Śliwa Stanley to odmiana pochodząca z USA. Wyselekcjonowano ją w 1913 roku w Nowojorskiej Stacji Doświadczalnej Geneva z odmian Węgierka z Agen i Wielki Książę (Grand Duke). Do produkcji trafiła jednak kilka lat później, bo w 1926 roku i powoli zaczęła pojawiać się w uprawie na całym świecie.
Do Polski zawitała kilka lat później i od tamtej pory widać, że jej popularność nie słabnie. Nie ma w tym jednak nic dziwnego, ponieważ odmiana Stanley daje pyszne owoce. Na pewno śliwa Stanley sprawdzi się w sadzie towarowych, w przydomowym ogrodzie, czy na działce.
Charakterystyka drzewa
Drzewo odmiany Stanley początkowo rośnie silnie, ale gdy śliwa zaczyna regularnie owocować, to wzrost hamuje. Koronę tworzy wyniosłą, kulisto-stożkową, raczej luźną, niezbyt symetryczną, z dużą ilością krótkopędów i zwisającymi gałęziami. Dorasta zwykle do 3,5-4 metrów wysokości. Drzewo kwitnie zwykle w kwietniu i wtedy pokrywa się średniej wielkości kwiatami o białych płatkach, szeroko-jajowatych.

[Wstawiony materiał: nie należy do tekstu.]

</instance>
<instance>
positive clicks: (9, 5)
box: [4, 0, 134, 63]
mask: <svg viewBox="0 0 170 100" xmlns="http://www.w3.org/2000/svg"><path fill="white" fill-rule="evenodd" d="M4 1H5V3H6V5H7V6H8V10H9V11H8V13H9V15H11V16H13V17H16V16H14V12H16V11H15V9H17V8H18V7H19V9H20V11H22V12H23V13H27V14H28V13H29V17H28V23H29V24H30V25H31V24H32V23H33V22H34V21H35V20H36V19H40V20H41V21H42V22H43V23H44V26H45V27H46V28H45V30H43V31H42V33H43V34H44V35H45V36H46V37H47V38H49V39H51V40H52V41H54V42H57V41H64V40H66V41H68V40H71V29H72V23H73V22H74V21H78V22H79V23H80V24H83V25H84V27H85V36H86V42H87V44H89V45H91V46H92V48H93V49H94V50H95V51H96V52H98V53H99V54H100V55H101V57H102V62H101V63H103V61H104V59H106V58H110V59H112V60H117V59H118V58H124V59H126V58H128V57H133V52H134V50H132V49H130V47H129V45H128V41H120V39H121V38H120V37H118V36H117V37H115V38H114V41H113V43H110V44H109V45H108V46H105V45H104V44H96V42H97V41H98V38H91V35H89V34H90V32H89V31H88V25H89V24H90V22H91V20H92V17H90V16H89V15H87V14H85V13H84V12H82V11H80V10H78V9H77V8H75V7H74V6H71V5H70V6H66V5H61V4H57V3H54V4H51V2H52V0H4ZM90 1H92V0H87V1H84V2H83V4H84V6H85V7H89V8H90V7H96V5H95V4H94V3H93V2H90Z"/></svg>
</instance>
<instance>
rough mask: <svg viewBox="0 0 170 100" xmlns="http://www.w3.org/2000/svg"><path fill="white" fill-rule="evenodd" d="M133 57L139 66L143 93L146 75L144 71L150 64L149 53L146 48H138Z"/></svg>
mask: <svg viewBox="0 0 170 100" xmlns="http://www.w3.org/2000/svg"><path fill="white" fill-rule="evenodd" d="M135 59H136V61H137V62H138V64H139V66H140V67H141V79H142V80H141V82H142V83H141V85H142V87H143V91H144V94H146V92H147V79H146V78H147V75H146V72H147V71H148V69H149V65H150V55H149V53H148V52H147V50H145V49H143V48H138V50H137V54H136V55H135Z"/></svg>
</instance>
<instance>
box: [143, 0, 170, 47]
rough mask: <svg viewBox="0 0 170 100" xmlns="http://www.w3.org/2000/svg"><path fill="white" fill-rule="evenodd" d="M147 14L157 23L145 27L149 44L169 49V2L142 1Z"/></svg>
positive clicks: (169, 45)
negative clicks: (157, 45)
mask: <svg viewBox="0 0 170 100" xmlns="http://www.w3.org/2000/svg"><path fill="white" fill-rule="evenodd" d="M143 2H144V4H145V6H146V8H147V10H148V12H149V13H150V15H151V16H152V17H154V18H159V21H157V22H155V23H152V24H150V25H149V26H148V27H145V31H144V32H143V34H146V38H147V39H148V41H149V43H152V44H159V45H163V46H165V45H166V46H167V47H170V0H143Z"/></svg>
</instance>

W okres owocowania śliwa Stanley wchodzi wcześnie. Owocuje corocznie i bardzo obficie, a okres zbiorczy przypada na połowę września. Drzewka owocowe z odkrytym korzeniem można nabyć dwa razy w roku – wiosną i jesienią. Bezpośrednio po zakupie zaleca się umieszczenie sadzonki w gruncie.
Owoc
Owoce śliwy Stanley są duże lub nawet bardzo duże, a ich waga może wahać się w granicach 40-50 gramów. Są jajowate, zwężone przy szypułce, przez co mogą być mylone z Węgierką Włoską. Skórka jest ciemnogranatowa z nalotem niebiesko-fioletowym.
Miąższ jest żółty lub zielonkawożółty, soczysty, lekko aromatyczny, słodki i bardzo smaczny. Pestka jest wydłużona, ostro zakończona od strony szypułki, słabo odchodząca od pestki.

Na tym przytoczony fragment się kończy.